En effet, la société indienne fait actuellement face à de rapides changements culturels qui ne sont pas sans répercussion sur l’évolution sociologique de la famille, alors qu’elle-même est au cœur de la société indienne. Composée de multiples facettes, la cellule familiale contemporaine va de la famille traditionnelle représentant plusieurs générations, à la famille nucléaire ou monoparentale.

La communauté catholique, d’une grande disparité économique, connaît, comme la société indienne dans son ensemble, une vague migratoire importante, que ce soit à l’intérieur du pays ou à l’étranger, pour des raisons principalement économiques. Ces dernières années, elle a également été malmenée par des mouvements extrémistes, au nombre desquels se trouve le BJP, le parti nationaliste hindou, actuellement au pouvoir à New Delhi, qui a fait voter des lois anti-conversion dans plusieurs Etats de l’Union, intensifiant ainsi les violences antichrétiennes.

Dans ce contexte complexe, les principaux enjeux concernant la famille en Inde sont donc vastes et le rapport de l’Eglise latine indienne distingue quatre grands enjeux assez interdépendants : le phénomène migratoire et la famille, l’impact socioculturel des révolutions numériques sur les familles, la nouvelle évangélisation auprès des périphéries et le défi pastoral des mariages mixtes.

Depuis quelques années, l’Eglise catholique constate une augmentation significative du nombre des mariages interreligieux. En effet, les mutations professionnelles, les nouveaux moyens de communication permettent aux jeunes Indiens de rencontrer des personnes différentes de leur environnement traditionnel.

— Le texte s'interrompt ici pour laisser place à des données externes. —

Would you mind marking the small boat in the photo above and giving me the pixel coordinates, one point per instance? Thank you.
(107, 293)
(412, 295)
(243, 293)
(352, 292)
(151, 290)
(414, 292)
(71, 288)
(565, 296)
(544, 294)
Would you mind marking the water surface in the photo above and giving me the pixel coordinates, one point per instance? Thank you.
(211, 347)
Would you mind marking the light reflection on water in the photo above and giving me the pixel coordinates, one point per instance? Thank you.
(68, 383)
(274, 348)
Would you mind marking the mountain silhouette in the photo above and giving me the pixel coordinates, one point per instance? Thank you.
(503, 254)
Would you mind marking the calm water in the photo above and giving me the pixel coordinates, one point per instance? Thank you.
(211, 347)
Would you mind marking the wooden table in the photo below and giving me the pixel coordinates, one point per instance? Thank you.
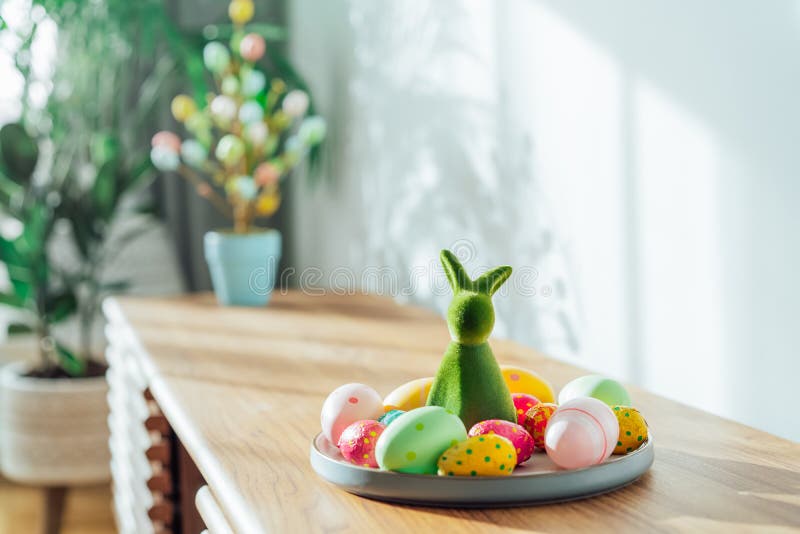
(242, 389)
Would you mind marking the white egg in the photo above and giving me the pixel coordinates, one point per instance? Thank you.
(346, 405)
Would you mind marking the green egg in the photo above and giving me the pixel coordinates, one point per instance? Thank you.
(415, 440)
(601, 388)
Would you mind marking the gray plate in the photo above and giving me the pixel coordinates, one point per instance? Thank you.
(538, 481)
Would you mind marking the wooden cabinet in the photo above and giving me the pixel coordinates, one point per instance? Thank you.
(229, 398)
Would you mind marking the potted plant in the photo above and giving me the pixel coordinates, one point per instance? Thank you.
(71, 174)
(53, 414)
(245, 138)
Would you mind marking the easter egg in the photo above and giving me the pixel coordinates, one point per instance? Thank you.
(517, 435)
(216, 57)
(193, 153)
(241, 11)
(632, 429)
(253, 82)
(266, 174)
(410, 395)
(295, 103)
(346, 405)
(252, 47)
(223, 108)
(312, 130)
(251, 112)
(167, 139)
(521, 380)
(242, 186)
(581, 433)
(164, 158)
(230, 150)
(605, 389)
(182, 107)
(536, 421)
(256, 133)
(416, 439)
(488, 455)
(390, 416)
(230, 85)
(522, 403)
(357, 442)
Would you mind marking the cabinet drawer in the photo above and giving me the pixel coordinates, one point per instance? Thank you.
(211, 512)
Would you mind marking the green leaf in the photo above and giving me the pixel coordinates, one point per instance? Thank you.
(103, 148)
(19, 152)
(15, 329)
(104, 191)
(69, 361)
(60, 306)
(11, 300)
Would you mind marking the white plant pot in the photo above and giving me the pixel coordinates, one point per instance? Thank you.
(53, 432)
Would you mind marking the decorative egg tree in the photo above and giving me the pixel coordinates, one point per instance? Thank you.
(245, 139)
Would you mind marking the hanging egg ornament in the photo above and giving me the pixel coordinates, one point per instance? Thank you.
(216, 57)
(243, 187)
(182, 108)
(164, 158)
(167, 139)
(198, 124)
(267, 174)
(223, 109)
(312, 130)
(230, 150)
(252, 47)
(295, 103)
(193, 153)
(230, 85)
(267, 204)
(251, 112)
(256, 133)
(253, 82)
(241, 11)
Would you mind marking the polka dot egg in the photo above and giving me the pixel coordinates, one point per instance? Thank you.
(415, 440)
(346, 405)
(536, 421)
(357, 442)
(522, 403)
(484, 455)
(632, 429)
(516, 434)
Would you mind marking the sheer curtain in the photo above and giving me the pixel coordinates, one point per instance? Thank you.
(632, 162)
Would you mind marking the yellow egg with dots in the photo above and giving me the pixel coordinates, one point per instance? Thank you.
(632, 429)
(183, 107)
(409, 396)
(241, 11)
(521, 380)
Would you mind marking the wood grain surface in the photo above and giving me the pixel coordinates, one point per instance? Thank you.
(243, 389)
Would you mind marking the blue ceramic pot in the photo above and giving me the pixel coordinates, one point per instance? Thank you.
(243, 266)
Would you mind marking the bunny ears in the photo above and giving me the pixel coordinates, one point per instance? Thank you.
(488, 283)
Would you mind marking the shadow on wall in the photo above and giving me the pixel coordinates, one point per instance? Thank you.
(711, 99)
(426, 158)
(653, 209)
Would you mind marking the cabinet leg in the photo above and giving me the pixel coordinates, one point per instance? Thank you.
(54, 498)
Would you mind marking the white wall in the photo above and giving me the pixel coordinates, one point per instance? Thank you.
(639, 155)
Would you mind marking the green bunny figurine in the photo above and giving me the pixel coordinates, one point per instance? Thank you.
(469, 382)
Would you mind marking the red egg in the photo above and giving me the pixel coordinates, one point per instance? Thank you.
(517, 435)
(357, 442)
(523, 402)
(536, 421)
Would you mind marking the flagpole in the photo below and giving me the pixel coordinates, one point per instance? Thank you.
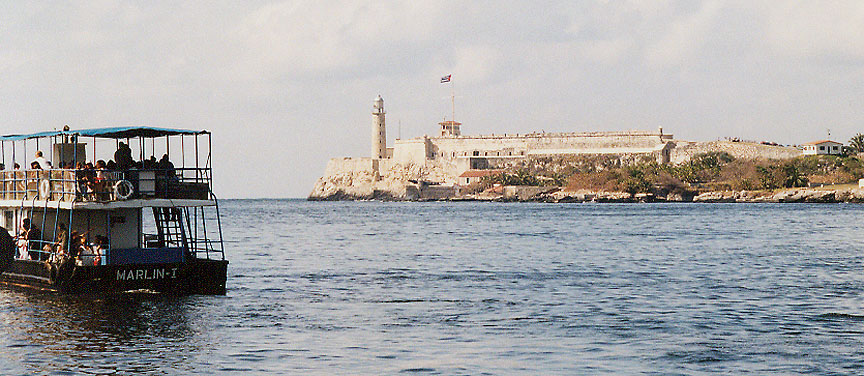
(453, 102)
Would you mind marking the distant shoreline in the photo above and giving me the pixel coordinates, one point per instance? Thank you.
(556, 195)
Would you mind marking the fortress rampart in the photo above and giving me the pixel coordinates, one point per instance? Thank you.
(684, 150)
(403, 170)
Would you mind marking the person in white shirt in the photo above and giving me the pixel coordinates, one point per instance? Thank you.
(43, 163)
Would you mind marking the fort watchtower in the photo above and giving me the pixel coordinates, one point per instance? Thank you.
(379, 132)
(450, 128)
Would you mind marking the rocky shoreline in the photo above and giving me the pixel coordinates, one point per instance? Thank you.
(557, 195)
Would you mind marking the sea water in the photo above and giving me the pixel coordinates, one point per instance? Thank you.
(482, 288)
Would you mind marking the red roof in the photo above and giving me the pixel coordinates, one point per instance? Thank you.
(479, 173)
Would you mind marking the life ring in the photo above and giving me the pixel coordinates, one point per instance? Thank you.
(7, 249)
(123, 189)
(44, 189)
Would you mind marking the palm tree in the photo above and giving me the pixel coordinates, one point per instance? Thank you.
(857, 143)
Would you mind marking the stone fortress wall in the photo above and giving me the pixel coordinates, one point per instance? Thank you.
(403, 170)
(684, 150)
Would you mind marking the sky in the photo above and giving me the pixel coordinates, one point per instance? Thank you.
(286, 85)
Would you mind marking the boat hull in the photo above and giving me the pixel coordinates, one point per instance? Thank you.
(206, 277)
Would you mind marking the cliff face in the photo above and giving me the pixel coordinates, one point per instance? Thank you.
(354, 181)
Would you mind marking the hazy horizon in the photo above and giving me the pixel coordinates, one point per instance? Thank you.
(284, 86)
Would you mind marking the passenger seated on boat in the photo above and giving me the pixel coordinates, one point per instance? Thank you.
(123, 156)
(30, 237)
(21, 241)
(149, 163)
(43, 163)
(58, 250)
(166, 165)
(89, 254)
(100, 248)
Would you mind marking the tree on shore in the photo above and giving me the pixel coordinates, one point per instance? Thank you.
(856, 143)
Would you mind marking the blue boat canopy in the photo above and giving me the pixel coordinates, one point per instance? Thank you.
(113, 133)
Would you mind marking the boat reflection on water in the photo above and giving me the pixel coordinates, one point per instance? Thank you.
(124, 333)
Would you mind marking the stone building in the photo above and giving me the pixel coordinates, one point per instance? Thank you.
(398, 171)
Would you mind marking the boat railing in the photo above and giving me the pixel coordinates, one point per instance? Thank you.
(105, 185)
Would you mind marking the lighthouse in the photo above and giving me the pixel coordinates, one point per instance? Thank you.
(379, 132)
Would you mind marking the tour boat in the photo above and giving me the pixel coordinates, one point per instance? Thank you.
(77, 219)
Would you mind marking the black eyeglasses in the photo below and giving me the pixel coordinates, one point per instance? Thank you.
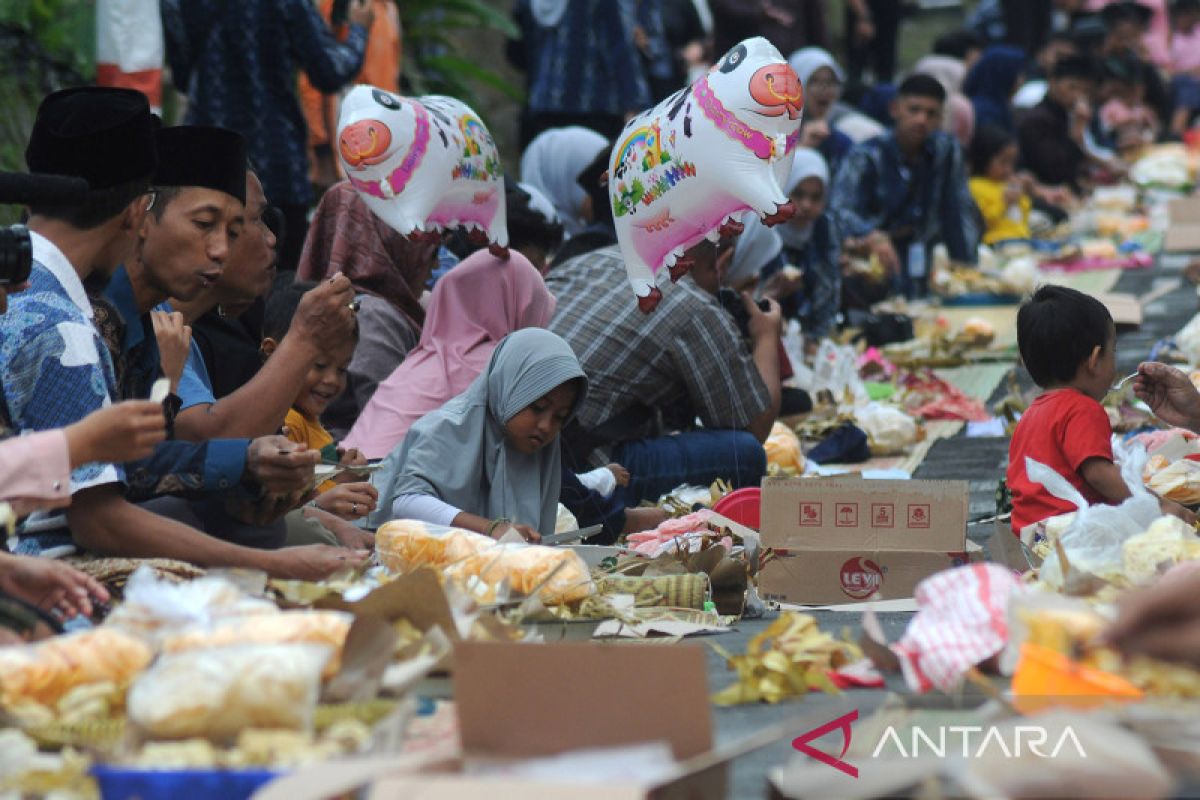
(273, 217)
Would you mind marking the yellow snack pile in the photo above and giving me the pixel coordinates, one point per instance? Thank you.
(787, 660)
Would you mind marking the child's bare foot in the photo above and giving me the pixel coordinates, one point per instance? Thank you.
(619, 473)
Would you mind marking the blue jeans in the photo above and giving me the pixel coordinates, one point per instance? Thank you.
(699, 457)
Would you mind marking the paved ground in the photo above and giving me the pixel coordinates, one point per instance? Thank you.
(982, 462)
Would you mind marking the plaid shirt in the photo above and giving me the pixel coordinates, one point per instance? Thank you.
(875, 188)
(685, 359)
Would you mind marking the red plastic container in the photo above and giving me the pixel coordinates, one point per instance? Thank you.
(743, 506)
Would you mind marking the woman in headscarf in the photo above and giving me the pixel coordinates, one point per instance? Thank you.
(823, 78)
(552, 164)
(756, 250)
(991, 83)
(473, 307)
(389, 274)
(489, 459)
(811, 246)
(959, 119)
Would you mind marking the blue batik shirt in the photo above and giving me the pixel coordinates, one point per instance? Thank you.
(53, 365)
(876, 188)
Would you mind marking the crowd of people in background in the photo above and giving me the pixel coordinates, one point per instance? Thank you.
(295, 329)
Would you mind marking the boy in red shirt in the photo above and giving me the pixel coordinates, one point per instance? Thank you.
(1068, 343)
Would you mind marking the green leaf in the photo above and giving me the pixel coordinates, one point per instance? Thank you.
(454, 65)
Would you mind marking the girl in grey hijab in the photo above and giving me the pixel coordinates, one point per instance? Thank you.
(489, 459)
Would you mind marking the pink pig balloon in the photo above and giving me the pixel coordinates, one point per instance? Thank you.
(424, 164)
(685, 169)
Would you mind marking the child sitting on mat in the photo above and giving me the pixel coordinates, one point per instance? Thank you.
(1068, 343)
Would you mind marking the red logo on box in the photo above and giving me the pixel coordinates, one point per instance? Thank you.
(861, 578)
(918, 515)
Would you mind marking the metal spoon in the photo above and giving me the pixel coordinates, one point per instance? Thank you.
(1123, 382)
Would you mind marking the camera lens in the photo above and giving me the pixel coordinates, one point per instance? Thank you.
(16, 254)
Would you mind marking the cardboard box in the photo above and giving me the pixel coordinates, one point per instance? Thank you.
(517, 702)
(847, 576)
(1183, 232)
(837, 513)
(851, 541)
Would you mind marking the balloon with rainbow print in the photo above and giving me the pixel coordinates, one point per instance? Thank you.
(424, 164)
(688, 168)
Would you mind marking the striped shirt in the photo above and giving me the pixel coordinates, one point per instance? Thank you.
(684, 360)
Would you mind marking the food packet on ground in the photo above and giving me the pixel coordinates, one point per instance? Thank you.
(1095, 539)
(328, 627)
(961, 621)
(45, 672)
(405, 545)
(888, 429)
(155, 606)
(558, 576)
(783, 449)
(1179, 481)
(216, 693)
(1075, 756)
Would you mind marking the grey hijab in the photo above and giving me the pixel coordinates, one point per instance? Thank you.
(459, 452)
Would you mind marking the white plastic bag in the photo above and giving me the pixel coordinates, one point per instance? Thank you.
(1093, 541)
(216, 693)
(889, 429)
(155, 607)
(837, 370)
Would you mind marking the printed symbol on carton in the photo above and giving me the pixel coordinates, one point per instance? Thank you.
(861, 577)
(918, 515)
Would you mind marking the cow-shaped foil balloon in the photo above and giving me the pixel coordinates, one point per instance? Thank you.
(685, 169)
(424, 164)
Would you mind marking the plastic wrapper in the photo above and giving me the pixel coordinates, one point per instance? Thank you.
(423, 163)
(1179, 481)
(1167, 542)
(219, 692)
(960, 623)
(558, 576)
(327, 627)
(405, 545)
(45, 672)
(1092, 757)
(783, 449)
(1095, 539)
(155, 606)
(835, 370)
(1188, 340)
(688, 168)
(789, 659)
(565, 521)
(889, 429)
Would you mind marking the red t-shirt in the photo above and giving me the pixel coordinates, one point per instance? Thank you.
(1062, 428)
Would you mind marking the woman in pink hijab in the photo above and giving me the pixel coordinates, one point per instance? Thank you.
(473, 307)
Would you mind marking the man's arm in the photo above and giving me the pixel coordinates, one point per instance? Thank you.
(766, 328)
(258, 408)
(103, 522)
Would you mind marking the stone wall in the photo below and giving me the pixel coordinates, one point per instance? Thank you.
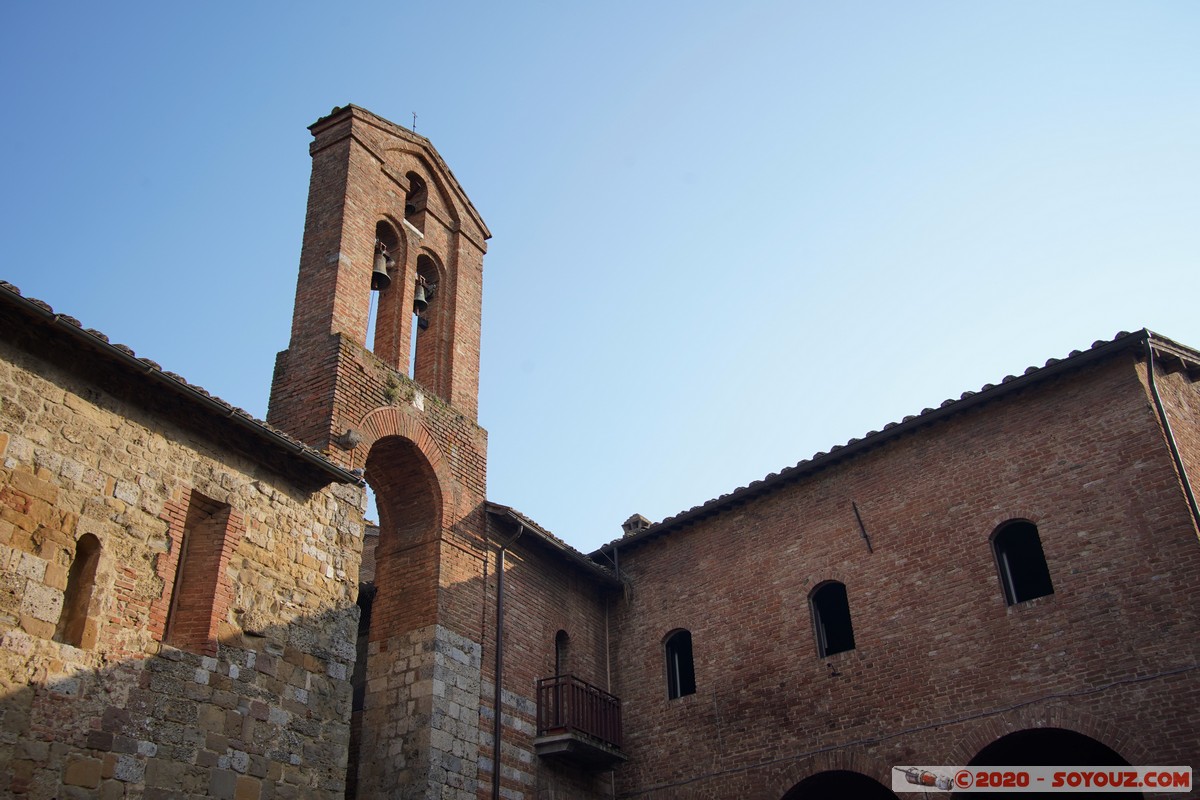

Pour le P. Michael Peters, théologien et spécialiste des mariages mixtes en Inde, « les moyens de communication actuels permettent aux jeunes de rencontrer des personnes de religion, de culture ou de caste différente de la leur ». Il existe ainsi de plus en plus de mariages d’amour, où les questions de religion et de foi deviennent secondaires, par opposition aux mariages traditionnels arrangés.

Si, auparavant, l’Eglise catholique n’autorisait pas les mariages mixtes, aujourd’hui ce n’est plus le cas, puisque les jeunes gens peuvent solliciter une demande de dispense de disparité de culte, qui engage les conjoints dans le respect de la pratique de la foi du conjoint et la volonté d’élever les enfants dans la foi catholique. Si ces mariages mixtes sont une richesse pour l’Eglise, ils soulèvent néanmoins des questions complexes : en Inde, par exemple, le choix d’une religion aura des répercussions directes sur l’application de la loi relative au droit privé, qui diffère en fonction de la religion, notamment en ce qui concerne les mariages, le divorce et les successions.

Pour l’Eglise catholique, il est urgent de répondre aux besoins actuels de ces couples en proposant une pastorale adaptée, fondée sur l’écoute et l’accompagnement avant et après leur mariage, grâce notamment à des programmes d’accompagnement conjugal avec des spécialistes formés, au sein des paroisses. Le rapport note également le manque d’un guide pastoral permettant de pouvoir répondre à des questions pratiques, comme par exemple la question de suivre des offices dans une autre religion.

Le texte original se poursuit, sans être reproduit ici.